ここで参考までに、ここ3年の受賞作をご紹介します。
◎本屋大賞2026
第一位(大賞)
『イン・ザ・メガチャーチ』
朝井リョウ
*あらすじ
あるアイドルグループの運営に参画することになった、家族と離れて暮らす男。内向的で繊細な気質ゆえ積み重なる心労を癒やしたい大学生。仲間と楽しく舞台俳優を応援していたが、とある報道で状況が一変する女。ファンダム経済を仕掛ける側、のめり込む側、かつてのめり込んでいた側。世代も立場も異なる3つの視点から、人の心を動かす“物語”の功罪を炙り出す。
◎本屋大賞2025
第一位(大賞)
『カフネ』
阿部暁子
*あらすじ
法務局に勤める野宮薫子は、溺愛していた弟が急死して悲嘆にくれていたが、弟の元恋人・小野寺せつなに会い、やがて彼女が勤める家事代行サービス会社「カフネ」の活動を手伝うことになった。弟を亡くした薫子と弟の元恋人せつなの二人の距離は、食べることを通じて次第に縮まっていく。
◎本屋大賞2024
第一位(大賞)
『成瀬は天下を取りにいく』
宮島未奈
*あらすじ
2020年、中2の夏休みの始まりに、幼馴染の成瀬がまた変なことを言い出した。閉店を控える西武大津店に毎日通い、中継に映るというのだが……。

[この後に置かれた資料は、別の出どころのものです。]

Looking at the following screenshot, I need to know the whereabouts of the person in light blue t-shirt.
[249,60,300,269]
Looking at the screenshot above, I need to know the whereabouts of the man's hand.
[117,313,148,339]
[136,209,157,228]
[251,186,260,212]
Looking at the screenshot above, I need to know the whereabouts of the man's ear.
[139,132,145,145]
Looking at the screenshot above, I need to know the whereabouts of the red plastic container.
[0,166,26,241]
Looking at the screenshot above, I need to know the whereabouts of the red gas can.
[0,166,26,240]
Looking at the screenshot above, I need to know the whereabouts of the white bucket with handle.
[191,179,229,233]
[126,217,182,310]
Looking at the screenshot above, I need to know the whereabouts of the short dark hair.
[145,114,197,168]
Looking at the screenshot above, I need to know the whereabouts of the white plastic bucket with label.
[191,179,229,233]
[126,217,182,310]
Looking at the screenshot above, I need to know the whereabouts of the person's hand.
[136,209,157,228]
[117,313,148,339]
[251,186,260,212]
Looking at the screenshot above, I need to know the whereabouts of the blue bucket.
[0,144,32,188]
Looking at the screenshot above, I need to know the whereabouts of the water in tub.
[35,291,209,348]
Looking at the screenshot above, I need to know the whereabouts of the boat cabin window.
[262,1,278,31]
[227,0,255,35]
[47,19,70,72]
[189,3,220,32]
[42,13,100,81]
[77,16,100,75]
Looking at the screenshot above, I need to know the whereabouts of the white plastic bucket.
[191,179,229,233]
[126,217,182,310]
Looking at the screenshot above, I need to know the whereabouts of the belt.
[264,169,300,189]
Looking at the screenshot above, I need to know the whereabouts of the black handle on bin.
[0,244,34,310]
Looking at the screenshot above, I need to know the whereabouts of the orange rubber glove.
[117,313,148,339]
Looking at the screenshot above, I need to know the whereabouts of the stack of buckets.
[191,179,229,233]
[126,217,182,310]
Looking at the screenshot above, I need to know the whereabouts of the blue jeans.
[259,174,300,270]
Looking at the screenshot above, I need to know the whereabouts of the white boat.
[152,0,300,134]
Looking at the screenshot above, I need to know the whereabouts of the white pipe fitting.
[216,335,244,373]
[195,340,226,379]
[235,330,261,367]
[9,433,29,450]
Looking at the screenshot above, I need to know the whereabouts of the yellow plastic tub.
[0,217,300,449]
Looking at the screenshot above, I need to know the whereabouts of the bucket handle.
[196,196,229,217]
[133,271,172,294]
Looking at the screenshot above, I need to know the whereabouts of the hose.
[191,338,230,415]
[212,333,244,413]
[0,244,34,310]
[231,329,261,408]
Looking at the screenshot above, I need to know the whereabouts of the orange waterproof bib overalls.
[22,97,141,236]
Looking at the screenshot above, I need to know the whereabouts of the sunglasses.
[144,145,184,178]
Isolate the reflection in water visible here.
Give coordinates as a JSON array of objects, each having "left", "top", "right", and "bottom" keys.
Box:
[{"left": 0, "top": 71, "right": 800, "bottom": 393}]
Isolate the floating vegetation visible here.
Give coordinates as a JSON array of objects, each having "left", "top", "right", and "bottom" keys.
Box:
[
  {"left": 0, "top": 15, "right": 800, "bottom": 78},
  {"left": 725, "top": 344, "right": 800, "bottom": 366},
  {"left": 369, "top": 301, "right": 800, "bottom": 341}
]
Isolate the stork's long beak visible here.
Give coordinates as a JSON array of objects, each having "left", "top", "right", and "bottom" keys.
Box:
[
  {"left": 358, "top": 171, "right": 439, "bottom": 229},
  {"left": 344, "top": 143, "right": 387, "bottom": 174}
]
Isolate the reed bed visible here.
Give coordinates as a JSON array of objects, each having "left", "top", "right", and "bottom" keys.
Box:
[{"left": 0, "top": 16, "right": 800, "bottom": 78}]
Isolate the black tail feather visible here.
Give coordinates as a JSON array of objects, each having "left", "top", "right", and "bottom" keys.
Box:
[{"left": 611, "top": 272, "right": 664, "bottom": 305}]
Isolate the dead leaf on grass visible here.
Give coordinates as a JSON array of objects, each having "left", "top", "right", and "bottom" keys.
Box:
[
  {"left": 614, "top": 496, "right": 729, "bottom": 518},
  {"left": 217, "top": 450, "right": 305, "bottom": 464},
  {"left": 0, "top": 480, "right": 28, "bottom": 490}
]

M-1に挑戦したかと思えば、自身の髪で長期実験に取り組み、市民憲章は暗記して全うする。今日も全力で我が道を突き進む成瀬あかりから、きっと誰もが目を離せない。
──以上、気になるものはありましたか?
各塾のG.W.講習は、その先に待ち受ける夏期講習よりも授業や課題のボリュームが比較的少なめです。
ぜひこの機会を利用して読書も大いに楽しみ、読む力をメキメキと育てていただけたら嬉しいです。
中学受験生の皆さんが心も身体も健やかに、充実した日々を過ごせるよう願っています。